Save it or toss it?
It's a question we face whenever confronted with canceled checks, utility bills, ATM and credit card receipts, 401(k) statements - that mound of paper taking over our homes.
If you're like many, you err on the side of caution and keep each piece, letting the stack of papers grow, throwing them in an overstuffed drawer or stowing them in a box that won't be reopened for months or years.
Or you may be paper-averse, especially if you're Generation Y or younger, and save digitally instead.
"People in their 20s run everything from their phones and don't understand the value of paper," says Regina Leeds, co-author of "One Year to an Organized Financial Life." "There are times when you do want paper records. Some things are too important to trust to cyberspace, like your birth certificate or Social Security card."
You don't want to be in the extreme of either camp. Save everything, and you end up with so much clutter that you - and someday your heirs - won't be able to quickly find documents. Worse, go entirely paperless, and you could one day face the time-consuming and sometimes impossible task of trying to retrieve old records.
Getting papers well-organized can take hours, but in the long run it can save time, money and help you monitor your financial progress. It can also help detect fraud.
Just ask Anna Sergunina, a planner with MainStreet Financial Planning in Odenton, Md. Sergunina often hears clients gripe about the difficulty of keeping records, and recently launched a service where she will set up a filing system for a fee of $290, which includes travel to your house.
Weeks ago, Sergunina organized a client's records, which included unopened statements, and discovered $7,500 in unauthorized charges over three months. The bank and credit card companies restored the funds, but the theft could have been uncovered sooner had the client been organized.
James Doyle is among those using Sergunina's organizing skills.
Doyle cleaned out some records a couple of years ago when he moved from a house to a smaller place at a retirement community in Washington. But the semiretired consultant still had two file cabinets full of papers needing sorting, labeling or shredding.
Sergunina spent half a day creating a filing system and disposed of a few bags of papers. She condensed Doyle's documents into two boxes of files, with instructions on when to jettison records.
"It's a tremendous help," Doyle says.
Of course, you can organize records on your own.
Suzanne Hall of Financial Consulate in Hunt Valley, Md., helps people get organized and says you could start by sorting papers into different categories, such as real estate and investments, and then sticking each category into a file. Keep the number of files to no more than 20, she says. Then go through each and weed out what you don't need.
"It could take a lengthy time if paperwork has never been organized," warns Hall, whose fee starts at $75 an hour.
Her biggest project to date: spending five full days earlier this year arranging the records of a 75-year-old woman who saved papers going back to 1960.

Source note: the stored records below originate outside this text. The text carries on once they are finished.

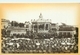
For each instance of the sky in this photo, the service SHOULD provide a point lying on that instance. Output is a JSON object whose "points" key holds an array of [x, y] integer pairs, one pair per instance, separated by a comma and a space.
{"points": [[58, 13]]}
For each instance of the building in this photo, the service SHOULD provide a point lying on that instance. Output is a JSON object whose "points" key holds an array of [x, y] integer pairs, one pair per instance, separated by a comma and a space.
{"points": [[5, 23], [41, 25]]}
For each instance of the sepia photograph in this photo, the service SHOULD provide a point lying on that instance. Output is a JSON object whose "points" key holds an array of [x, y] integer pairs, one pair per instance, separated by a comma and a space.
{"points": [[39, 28]]}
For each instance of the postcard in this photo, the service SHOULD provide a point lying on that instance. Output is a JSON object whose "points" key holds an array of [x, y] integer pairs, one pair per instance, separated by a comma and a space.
{"points": [[40, 28]]}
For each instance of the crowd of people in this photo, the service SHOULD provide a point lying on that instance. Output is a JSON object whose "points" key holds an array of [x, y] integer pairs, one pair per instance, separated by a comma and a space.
{"points": [[27, 45], [39, 43]]}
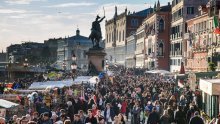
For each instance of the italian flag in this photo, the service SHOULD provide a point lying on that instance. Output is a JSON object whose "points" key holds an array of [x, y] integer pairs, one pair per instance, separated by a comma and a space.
{"points": [[216, 25]]}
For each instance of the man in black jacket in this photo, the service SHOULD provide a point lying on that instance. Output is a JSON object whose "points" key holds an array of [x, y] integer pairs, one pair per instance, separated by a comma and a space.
{"points": [[90, 118], [154, 117], [196, 119]]}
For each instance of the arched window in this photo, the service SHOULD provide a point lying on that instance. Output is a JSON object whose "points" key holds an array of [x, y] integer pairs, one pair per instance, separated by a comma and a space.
{"points": [[112, 36], [119, 36], [109, 37], [123, 35], [161, 49], [161, 25]]}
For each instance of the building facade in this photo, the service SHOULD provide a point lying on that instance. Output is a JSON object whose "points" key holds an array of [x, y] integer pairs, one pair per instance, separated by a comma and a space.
{"points": [[202, 43], [130, 60], [182, 10], [140, 48], [51, 46], [117, 30], [77, 45], [157, 41], [32, 51]]}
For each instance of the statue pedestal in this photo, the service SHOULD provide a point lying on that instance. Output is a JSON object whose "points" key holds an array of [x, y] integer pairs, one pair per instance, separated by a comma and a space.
{"points": [[96, 58]]}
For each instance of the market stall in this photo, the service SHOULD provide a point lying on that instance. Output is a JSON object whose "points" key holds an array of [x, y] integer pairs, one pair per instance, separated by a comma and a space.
{"points": [[211, 96], [50, 84], [7, 108]]}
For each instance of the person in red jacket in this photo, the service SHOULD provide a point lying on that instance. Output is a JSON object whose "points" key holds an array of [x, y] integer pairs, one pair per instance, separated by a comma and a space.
{"points": [[124, 105]]}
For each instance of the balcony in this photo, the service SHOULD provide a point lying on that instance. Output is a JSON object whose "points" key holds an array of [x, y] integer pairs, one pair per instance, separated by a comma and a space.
{"points": [[175, 53], [186, 36]]}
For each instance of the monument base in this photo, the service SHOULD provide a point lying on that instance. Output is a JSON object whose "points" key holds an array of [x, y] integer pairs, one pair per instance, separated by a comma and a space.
{"points": [[96, 58]]}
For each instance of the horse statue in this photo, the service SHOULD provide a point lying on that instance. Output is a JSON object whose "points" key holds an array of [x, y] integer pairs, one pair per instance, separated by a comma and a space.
{"points": [[96, 34]]}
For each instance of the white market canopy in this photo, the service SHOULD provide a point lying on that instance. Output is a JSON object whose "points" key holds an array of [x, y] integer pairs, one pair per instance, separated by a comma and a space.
{"points": [[7, 104], [50, 84], [81, 79], [64, 83], [158, 72], [210, 86], [93, 80]]}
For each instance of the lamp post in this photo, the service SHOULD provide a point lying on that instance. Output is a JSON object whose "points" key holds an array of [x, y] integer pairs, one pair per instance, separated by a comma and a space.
{"points": [[73, 66], [64, 66], [25, 64]]}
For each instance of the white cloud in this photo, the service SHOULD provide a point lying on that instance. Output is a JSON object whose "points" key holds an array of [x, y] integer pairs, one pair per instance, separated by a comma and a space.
{"points": [[21, 1], [11, 11], [110, 8], [71, 5], [23, 25]]}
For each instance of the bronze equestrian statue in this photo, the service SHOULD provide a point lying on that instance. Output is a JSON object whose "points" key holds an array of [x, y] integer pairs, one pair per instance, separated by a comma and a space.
{"points": [[96, 33]]}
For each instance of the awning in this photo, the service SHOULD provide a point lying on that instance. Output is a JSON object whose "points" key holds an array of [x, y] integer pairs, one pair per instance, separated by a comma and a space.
{"points": [[7, 104]]}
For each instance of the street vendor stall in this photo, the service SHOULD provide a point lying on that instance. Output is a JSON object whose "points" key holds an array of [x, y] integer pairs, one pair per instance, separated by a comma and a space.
{"points": [[211, 96], [7, 108], [50, 84]]}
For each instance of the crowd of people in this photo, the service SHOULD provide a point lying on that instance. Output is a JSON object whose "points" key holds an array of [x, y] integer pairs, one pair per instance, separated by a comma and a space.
{"points": [[130, 97]]}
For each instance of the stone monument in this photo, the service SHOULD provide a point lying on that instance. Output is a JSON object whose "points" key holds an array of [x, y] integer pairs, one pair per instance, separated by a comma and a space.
{"points": [[96, 54]]}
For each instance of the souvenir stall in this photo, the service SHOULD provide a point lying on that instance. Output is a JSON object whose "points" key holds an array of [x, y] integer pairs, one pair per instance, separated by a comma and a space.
{"points": [[210, 96], [8, 109]]}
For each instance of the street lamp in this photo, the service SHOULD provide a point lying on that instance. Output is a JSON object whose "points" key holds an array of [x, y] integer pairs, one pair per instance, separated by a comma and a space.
{"points": [[73, 65], [25, 64], [64, 66]]}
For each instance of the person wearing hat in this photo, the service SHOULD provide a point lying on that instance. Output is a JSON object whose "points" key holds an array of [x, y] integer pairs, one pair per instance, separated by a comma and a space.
{"points": [[46, 118], [90, 119], [196, 119], [154, 117], [77, 119]]}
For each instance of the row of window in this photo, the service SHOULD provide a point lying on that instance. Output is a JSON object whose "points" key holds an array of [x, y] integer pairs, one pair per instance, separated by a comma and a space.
{"points": [[160, 51], [118, 25], [175, 62], [120, 36], [178, 14], [175, 2], [202, 26]]}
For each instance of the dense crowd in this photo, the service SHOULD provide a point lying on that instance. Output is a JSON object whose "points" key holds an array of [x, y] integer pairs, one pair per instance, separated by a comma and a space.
{"points": [[130, 97]]}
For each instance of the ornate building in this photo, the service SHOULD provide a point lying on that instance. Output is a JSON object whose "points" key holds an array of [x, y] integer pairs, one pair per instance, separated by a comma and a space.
{"points": [[118, 29], [77, 45], [202, 43], [157, 39], [182, 10]]}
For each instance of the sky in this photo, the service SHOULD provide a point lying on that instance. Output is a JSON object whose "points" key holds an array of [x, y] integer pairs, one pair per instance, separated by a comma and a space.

How do decide what to purge and what to keep? Here are guidelines:
Many records you'll keep for life, including birth certificates, passports, adoption forms, marriage and divorce papers, military records, Social Security cards, wills and other estate documents. Store them in a fireproof box for protection.
The disposal of many documents depends on how long the Internal Revenue Service might want to see them.
The IRS will go back no more than three years for a routine audit of a tax return. But it will look back twice that far if you under-report your income by more than 25 percent. Fail to file a return or submit a fraudulent one, and there is no limit to how far back the IRS will go.
To play it safe - and assuming you're honest - dump a tax return after seven years along with the documents supporting deductions or income claims made in the filing, tax experts say.
Granted, tax returns do contain lots of useful financial information, and some money experts say they should never be thrown away. If you don't want to part with tax forms, scan the returns and store them in a computer file to reduce paper.
Keep monthly and quarterly investment statements throughout the year. Toss them later when you receive the year-end summary statement. You'll want to hold on to these statements for as long as you own the securities and several years beyond, again for tax purposes.
Some brokerages and investment firms maintain records on what you paid for securities - the cost basis - which can help you figure your gain or loss when you sell. And beginning with stock purchases next year, brokerages must report your cost basis to the IRS when you sell, which should reduce your paperwork.
But you'll need statements for older securities. Plus, maintaining your own records is important in case you switch brokers or the investment firm merges with another and your records are lost, says Theresa Bandell, a tax director with Stegman & Co. in Towson, Md.
Home improvements Retain records of substantive improvements made over the years to your house, such as adding a deck, replacing windows or remodeling the kitchen, Bandell says. The cost of improvements can be added to the original purchase price and lower the gain on a house when it's sold.
You can exclude from taxes up to $250,000 in gains - $500,000 if married - on the sale of a house. Most sellers don't end up paying the tax. But if you're house appreciates above those limits, having records of home improvements will lessen the tax bite.